Creative types tempt CBC’s Dragons
Cher General is brimming with ideas. Ideas she hopes will get her an invite into the dragons’ lair.
The former St. Catharines resident was among dozens of people who attended an audition for the popular CBC television show Dragons’ Den on Saturday at Scotiabank Convention Centre in Niagara Falls.
“I’m not really like a lot of the people here,” General said before she pitched her ideas to producers from the show.
“I don’t have a business plan. I just have ideas and want to know if my ideas are something worth pursuing.”
While one of her pitches was for a key fob that can be used in place of quarters on grocery carts, the aspiring entrepreneur’s main goal was to win over the Dragons with an idea for a mobile app that links people with native culture, specifically native food.
“I want people to be able to feast from the forest,” General said with a smile. “I want a platform to connect people with native food because, right now, there’s nothing else out there.”
The app, to be called Native Tra’Dish,’ would be a platform for videos and recipes and could be expanded to include other aspects of native culture.
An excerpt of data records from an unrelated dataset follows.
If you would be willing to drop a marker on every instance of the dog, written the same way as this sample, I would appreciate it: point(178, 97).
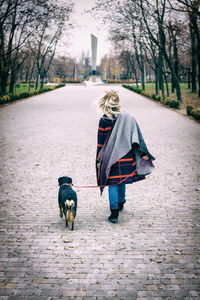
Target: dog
point(67, 200)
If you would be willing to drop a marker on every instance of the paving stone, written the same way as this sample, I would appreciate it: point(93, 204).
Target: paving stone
point(152, 253)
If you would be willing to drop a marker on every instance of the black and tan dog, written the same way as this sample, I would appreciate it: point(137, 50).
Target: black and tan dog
point(67, 200)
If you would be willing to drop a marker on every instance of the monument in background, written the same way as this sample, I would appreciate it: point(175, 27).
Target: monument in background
point(94, 56)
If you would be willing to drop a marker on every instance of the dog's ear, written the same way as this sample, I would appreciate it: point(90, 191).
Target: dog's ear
point(60, 180)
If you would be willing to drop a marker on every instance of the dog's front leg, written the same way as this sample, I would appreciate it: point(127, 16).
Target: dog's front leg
point(72, 221)
point(67, 217)
point(61, 212)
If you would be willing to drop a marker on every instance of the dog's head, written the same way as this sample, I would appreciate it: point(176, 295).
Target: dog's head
point(64, 179)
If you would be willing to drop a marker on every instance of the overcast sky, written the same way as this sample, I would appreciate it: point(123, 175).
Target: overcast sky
point(80, 36)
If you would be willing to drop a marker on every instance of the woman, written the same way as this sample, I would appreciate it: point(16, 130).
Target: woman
point(121, 150)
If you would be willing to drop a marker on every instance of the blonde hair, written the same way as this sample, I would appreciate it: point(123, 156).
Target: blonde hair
point(109, 104)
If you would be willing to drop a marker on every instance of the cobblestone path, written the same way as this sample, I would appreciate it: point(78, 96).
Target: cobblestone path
point(152, 253)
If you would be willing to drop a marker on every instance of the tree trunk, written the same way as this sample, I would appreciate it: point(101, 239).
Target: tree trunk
point(166, 83)
point(156, 81)
point(194, 53)
point(12, 82)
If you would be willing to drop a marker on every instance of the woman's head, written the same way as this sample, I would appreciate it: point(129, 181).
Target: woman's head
point(109, 103)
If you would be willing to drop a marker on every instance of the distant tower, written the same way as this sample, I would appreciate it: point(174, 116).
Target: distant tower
point(94, 54)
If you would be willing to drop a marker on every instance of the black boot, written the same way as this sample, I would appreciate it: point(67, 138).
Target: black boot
point(114, 216)
point(121, 206)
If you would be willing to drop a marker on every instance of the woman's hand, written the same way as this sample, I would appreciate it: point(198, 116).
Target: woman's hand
point(146, 157)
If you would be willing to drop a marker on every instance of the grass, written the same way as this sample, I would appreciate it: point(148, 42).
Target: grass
point(24, 87)
point(188, 98)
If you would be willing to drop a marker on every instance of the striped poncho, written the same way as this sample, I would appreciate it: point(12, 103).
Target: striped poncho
point(124, 166)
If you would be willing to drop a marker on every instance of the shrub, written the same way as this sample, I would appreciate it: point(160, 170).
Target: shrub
point(195, 113)
point(24, 95)
point(174, 104)
point(133, 88)
point(171, 103)
point(153, 96)
point(60, 85)
point(4, 99)
point(188, 109)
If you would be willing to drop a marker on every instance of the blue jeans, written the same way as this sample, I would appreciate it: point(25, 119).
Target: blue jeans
point(116, 195)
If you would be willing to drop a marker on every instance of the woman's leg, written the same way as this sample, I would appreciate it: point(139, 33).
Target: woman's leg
point(121, 193)
point(113, 196)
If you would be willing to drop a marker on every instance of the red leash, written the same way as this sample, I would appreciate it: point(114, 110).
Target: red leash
point(98, 186)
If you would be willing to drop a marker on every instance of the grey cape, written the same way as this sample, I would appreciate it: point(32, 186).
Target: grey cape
point(125, 135)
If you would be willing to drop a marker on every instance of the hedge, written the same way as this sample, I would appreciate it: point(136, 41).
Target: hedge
point(194, 112)
point(11, 98)
point(167, 101)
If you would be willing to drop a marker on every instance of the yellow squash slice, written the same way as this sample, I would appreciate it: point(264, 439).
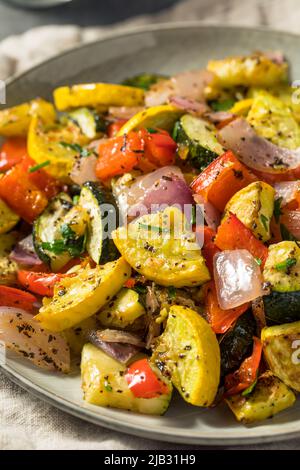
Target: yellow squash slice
point(15, 121)
point(104, 384)
point(161, 247)
point(269, 397)
point(97, 94)
point(79, 297)
point(188, 352)
point(162, 117)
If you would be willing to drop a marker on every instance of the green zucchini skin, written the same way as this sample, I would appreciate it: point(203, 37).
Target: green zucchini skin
point(56, 209)
point(282, 307)
point(236, 344)
point(94, 198)
point(197, 149)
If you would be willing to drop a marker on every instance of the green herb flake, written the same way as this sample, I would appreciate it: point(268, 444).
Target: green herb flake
point(277, 209)
point(264, 221)
point(107, 386)
point(286, 234)
point(140, 289)
point(259, 261)
point(288, 263)
point(172, 292)
point(249, 389)
point(34, 168)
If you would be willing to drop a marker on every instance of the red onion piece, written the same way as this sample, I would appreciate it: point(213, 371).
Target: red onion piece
point(291, 220)
point(219, 116)
point(22, 334)
point(238, 278)
point(24, 253)
point(287, 190)
point(119, 351)
point(256, 152)
point(188, 85)
point(211, 215)
point(139, 196)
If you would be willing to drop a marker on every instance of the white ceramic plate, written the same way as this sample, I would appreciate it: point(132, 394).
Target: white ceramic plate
point(163, 49)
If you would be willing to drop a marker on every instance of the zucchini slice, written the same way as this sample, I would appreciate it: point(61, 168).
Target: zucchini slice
point(103, 217)
point(236, 343)
point(59, 232)
point(188, 353)
point(197, 141)
point(281, 346)
point(269, 397)
point(104, 384)
point(282, 307)
point(81, 296)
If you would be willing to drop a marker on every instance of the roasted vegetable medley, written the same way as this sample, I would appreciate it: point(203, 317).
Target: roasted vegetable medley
point(152, 228)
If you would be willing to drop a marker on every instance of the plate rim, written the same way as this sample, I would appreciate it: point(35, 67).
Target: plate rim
point(127, 32)
point(162, 434)
point(166, 434)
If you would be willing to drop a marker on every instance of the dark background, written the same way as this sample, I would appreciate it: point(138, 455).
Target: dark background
point(15, 20)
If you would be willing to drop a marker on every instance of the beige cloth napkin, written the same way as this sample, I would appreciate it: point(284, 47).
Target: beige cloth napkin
point(26, 422)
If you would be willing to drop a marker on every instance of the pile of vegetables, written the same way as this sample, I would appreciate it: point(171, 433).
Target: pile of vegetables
point(153, 228)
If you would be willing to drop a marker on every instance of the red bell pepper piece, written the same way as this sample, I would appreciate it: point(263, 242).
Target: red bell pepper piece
point(114, 127)
point(12, 152)
point(247, 373)
point(39, 283)
point(142, 149)
point(233, 235)
point(222, 179)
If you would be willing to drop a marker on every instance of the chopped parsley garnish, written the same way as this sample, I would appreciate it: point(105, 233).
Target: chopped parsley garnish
point(277, 209)
point(69, 243)
point(76, 199)
point(259, 261)
point(264, 221)
point(176, 130)
point(193, 215)
point(34, 168)
point(249, 389)
point(288, 263)
point(107, 386)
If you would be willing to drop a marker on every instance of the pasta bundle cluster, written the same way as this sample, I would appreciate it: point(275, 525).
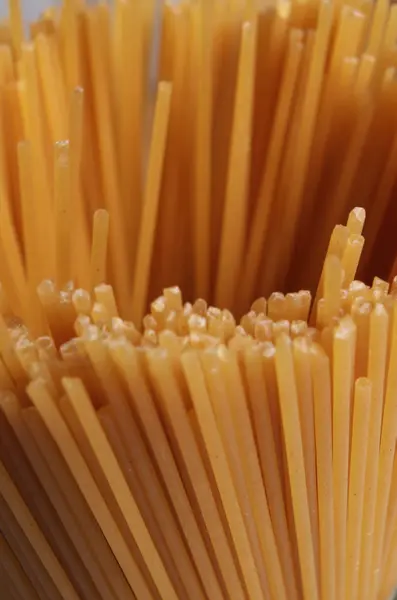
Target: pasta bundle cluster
point(198, 452)
point(202, 458)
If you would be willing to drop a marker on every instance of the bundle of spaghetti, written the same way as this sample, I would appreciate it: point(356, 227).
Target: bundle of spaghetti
point(202, 457)
point(215, 133)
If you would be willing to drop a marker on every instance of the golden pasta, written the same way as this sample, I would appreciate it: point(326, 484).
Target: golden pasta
point(242, 444)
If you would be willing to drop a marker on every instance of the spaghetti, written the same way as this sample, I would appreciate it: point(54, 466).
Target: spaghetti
point(190, 450)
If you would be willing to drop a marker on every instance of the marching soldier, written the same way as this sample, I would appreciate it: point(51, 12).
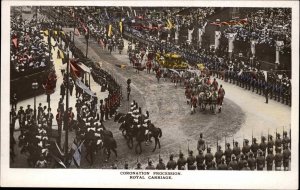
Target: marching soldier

General, who lives on Six Nations near Brantford, came up with idea of the app while working at her family catering business.
“We don’t have business cards. We don’t have a website. It’s all word of mouth and it’s a very prosperous business. My mother, grandmother and great-grandmother are very traditional. They don’t like to boast but I realize that we need to change with the times.”
Using the latest technology to share traditional native dishes with the world is the reason she auditioned for Dragons’ Den.
“I’m not tech-savvy,” she said. “I need their assistance. They know how to get things done.
“I’d compare it to back in the day when we had Thanksgiving and the pilgrims came and natives fed them and cured them of scurvy,” she said. “Well, today I’m coming to them and I want them to teach me their ways, just like our people did with them back in the day.”
The auditions were open to all ages and inventions and ideas at any stage of development. Many in the crowd travelled from outside Niagara to participate in the auditions.
Successful applicants will be invited onto the show to face the scrutiny of the Dragons, said producer Bernice Kim.
“If we find someone who has something we think the Dragons would like to invest in, then they go on to the next stage,” she said.
Niagara Falls was one of the last stops on the 36-city audition tour of Canada.
“We’re looking for people with high energy and we’re looking for anything new and exciting that we haven’t done before,” said producer Kerry Cuthbert.
People selected to be on Dragons’ Den will pitch their business concepts and products to a panel of Canadian business moguls — Jim Treliving, Joe Mimran, Michele Romanow, Michael Wekerle and Manjit Minhas,
Previous auditions in Niagara have seen people pitch such things as hemp snack food and glow-inthe-dark toilet seats.